Whether you want to relax on one of it’s many beaches with a pina colada, get a massage, enjoy water sports or take an ATV tour of the rugged desert bush, it is all at your fingertips. You can eat everything from upscale seafood to burgers and Italian. My personal favorite was the wine and dine door hosted by Kuku Kanooco. We traipsed around Aruba in a red-painted school bus with no windows where the party music blared and the maracas shook as we ate and drank at 4 restaurants. De Palm or El Tours are pretty popular as well. I gave my $$ to Indulgence Spa, which gave me the best deep tissue massage I have had in my life.

It’s easy to get around

Aruba is 19 miles long and 6 miles wide. You can drive from one end of the island to another in less than an hour. If you rent a car, though there are no street signs and no street lights (namely round-about).
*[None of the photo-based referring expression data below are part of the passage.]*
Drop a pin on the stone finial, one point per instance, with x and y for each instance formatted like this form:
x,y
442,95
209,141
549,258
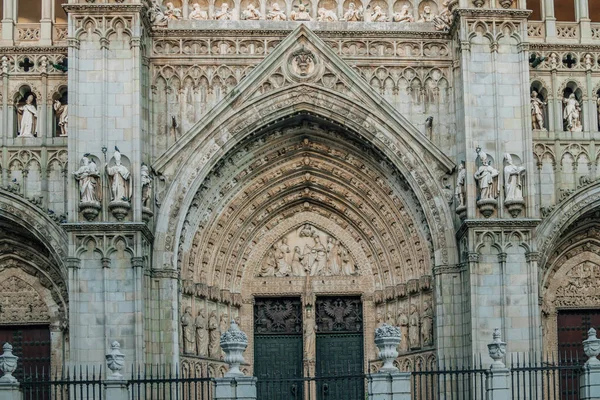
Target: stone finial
x,y
115,360
591,346
497,350
8,364
387,339
234,342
However, there are only a few main roads, and one of them takes you straight from the airport to downtown Oranjestad and right through all of the beach and hotel areas. The same is true for Arubus, which comes every 30 minutes and costs $2.60. Shelters are easily identifiable. Taxi’s are also easy to catch, although they can be a bit pricey (between $8-$35), most hotels and restaurants have taxi’s right in front. I took a 10-minute walk daily from my rented apartment to the beach area with no problem. Not only is it easy to get around, you will find most things just feel easy. That is why even the license plates proclaim that Aruba is “One Happy Island.”